After the Beeb, my first PC was an Amstrad PC1512 which had been scrapped. It came without the monitor 9which also contains the PSU), so I hacked up a PC ATX PSU to power it and used a Philips 8833 monitor for the display. The TTL video outputs from the 1512 were inverted so the screen was a weird mix of colours, but tit worked.
JG Harston, who posts here occasionally.
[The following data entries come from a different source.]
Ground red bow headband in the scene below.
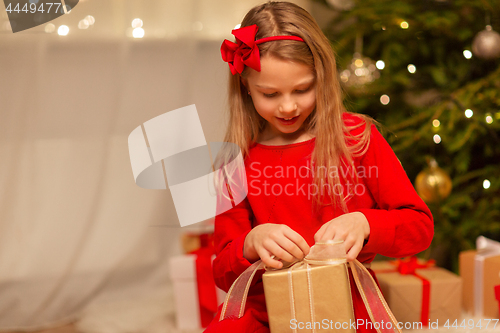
[220,24,304,75]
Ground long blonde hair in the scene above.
[217,1,373,212]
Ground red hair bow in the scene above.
[220,24,304,75]
[220,24,260,75]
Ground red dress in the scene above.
[205,114,434,333]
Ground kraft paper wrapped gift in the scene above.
[458,236,500,318]
[262,263,356,333]
[170,254,226,330]
[219,241,401,333]
[371,258,462,325]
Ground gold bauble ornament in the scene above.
[415,159,451,203]
[472,25,500,60]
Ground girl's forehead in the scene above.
[248,56,314,87]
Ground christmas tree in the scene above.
[315,0,500,271]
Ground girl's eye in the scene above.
[295,87,311,94]
[264,93,276,98]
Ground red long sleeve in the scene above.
[213,114,434,291]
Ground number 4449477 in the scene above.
[443,319,498,329]
[5,2,62,14]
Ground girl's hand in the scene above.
[314,212,370,261]
[243,223,309,268]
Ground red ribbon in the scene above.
[191,234,217,327]
[375,257,436,326]
[220,24,304,75]
[220,24,260,75]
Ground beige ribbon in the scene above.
[219,241,401,333]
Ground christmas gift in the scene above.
[220,241,401,333]
[371,257,462,327]
[170,248,225,330]
[459,236,500,318]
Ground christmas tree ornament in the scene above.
[340,34,380,87]
[326,0,354,10]
[415,158,452,203]
[340,52,380,87]
[472,25,500,60]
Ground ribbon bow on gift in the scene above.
[220,24,304,75]
[219,241,401,333]
[375,256,436,326]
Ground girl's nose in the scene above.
[279,100,297,113]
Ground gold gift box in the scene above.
[371,261,462,325]
[262,263,356,333]
[458,250,500,318]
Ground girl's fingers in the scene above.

He also produced a modified ADFS rom for it.
formatting link
I've still got the PCB kit somewhere - never got round to building it.
Interesting that they went for a '186 CPU - makes the hardware easier (less glue logic required, and no need for extra interrupt controllers, timers etc) but loses you true PC compatibility because you always end up with the 186 Peripheral Control Block sat somewhere in IO or memory space, and the low level peripherals don't play quite the same as the
8259 PIC, 8250 UART, 8254 PIT etc.
Still, when they designed that, DOS compatibility was still more the thing than PC compatibility.
Then I've got the wrong card. I'll have to open the box and ... oh damn. My machine has a newer SCSI disc. Oh no, OK, I have a spare ... ah. Can't see the number on it.
The thing I'm thinking of was 5 1/4 inc disc sized (though only 1/4 inch high) and had a SASI bus.